Now, let’s build a complete loan amortization schedule using dynamic arrays (no drag-down formulas).

Generate Month Numbers with SEQUENCE

In cell B15, enter the following:

=SEQUENCE(C8)

This creates an array that lists numbers from 1 to the number of months in the loan in C8 (e.g., 1-12 for a 12-month loan).

It’s dynamic and updates automatically if we change the number of months.

Calculate Monthly Principal Payments

In cell C15, next to the generated month numbers, enter:

=PPMT(C9/12, B15#, C8, -C7)

We used the spill operator (#) to apply the formula across all values in B15. This outputs a dynamic array listing principal payments for each month.

No dragging formulas required!

Calculate Monthly Interest Payments

We already calculated the monthly payment amount in cell C10. To get the interest portion for each month, one approach is to subtract the principal payment from the total payment. Enter into D15:

=C10 - C15#

This uses array behavior to subtract the entire principal range from the monthly payment, leaving us with the interest portion.

Verify Total Payments

Let’s confirm the math adds up. In cell E15, enter:

=C15# + D15#

This should match our total monthly payment from C11 for each row.

Step 5: Summarize the Loan Payments

Let’s wrap the schedule with a few key totals at the top of the schedule:

• Total Principal: in F7
  =SUM(C15#)
• Total Interest: in F8
  =SUM(D15#)
• Total Paid: in F9
  =SUM(E15#)

These totals adjust dynamically based on the loan terms. Want a 24-month loan? Change the value in C8, and your entire schedule updates instantly.

Note: Flip the Signs

Since Excel’s financial functions treat borrowed money as a cash inflow (positive), results may appear as negative values. If we prefer positive numbers, we can easily fix this with a leading – before our function:

=-PPMT(...) and -PMT(...)

Summary

With a combination of PPMT, PMT, and SEQUENCE, we’ve built a fully functional and self-updating loan amortization schedule that adjusts based on loan amount, rate, and duration. No need for manual copying or helper columns—just clean, dynamic Excel solutions. This is a fantastic tool for anyone working on financial modeling, small business planning, or personal budgeting.

Download the Excel File

Frequently Asked Questions

What is the PPMT function in Excel used for?

The PPMT function calculates the principal portion of a payment for a given period of a loan.

What’s the difference between PPMT and PMT functions?
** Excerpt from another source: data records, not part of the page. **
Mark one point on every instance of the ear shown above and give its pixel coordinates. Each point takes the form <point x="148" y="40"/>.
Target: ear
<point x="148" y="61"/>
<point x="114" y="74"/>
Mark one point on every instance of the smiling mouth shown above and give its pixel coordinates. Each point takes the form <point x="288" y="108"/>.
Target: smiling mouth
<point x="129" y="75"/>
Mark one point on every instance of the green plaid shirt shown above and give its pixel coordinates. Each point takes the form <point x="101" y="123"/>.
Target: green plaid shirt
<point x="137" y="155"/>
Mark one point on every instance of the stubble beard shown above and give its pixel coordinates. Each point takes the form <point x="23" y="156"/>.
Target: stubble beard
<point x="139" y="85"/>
PMT gives the total monthly payment (principal + interest), while PPMT gives only the principal payment for a specific period.

How do I calculate the interest portion of a payment?

Either use the IPMT function or subtract the principal payment (PPMT) from the total payment (PMT) to get the interest portion.

How can I make the loan schedule dynamic in Excel?

Use the SEQUENCE function to generate period numbers and apply array formulas with the spill operator (#).

Why is the result coming in negative?

Excel financial functions use cash flow logic: money paid out appears negative.

Can I use this for different loan durations?

Yes! The schedule adjusts dynamically based on the value entered in the “Number of Months” cell.

Does this method require copying formulas down?

No. Because we use dynamic arrays and the spill operator, Excel handles multiple rows automatically.

Is this method available in all Excel versions?

Dynamic arrays like SEQUENCE and spill behavior are available in Excel 365 and Excel 2019+. Older versions may require helper columns.

Can I add extra payments or adjustments?

Advanced customizations like extra payments can be added with more formulas, but this tutorial focuses on standard amortization.

Why use SEQUENCE instead of manually numbering rows?

SEQUENCE auto-generates rows based on inputs, making the schedule fully dynamic and easier to maintain.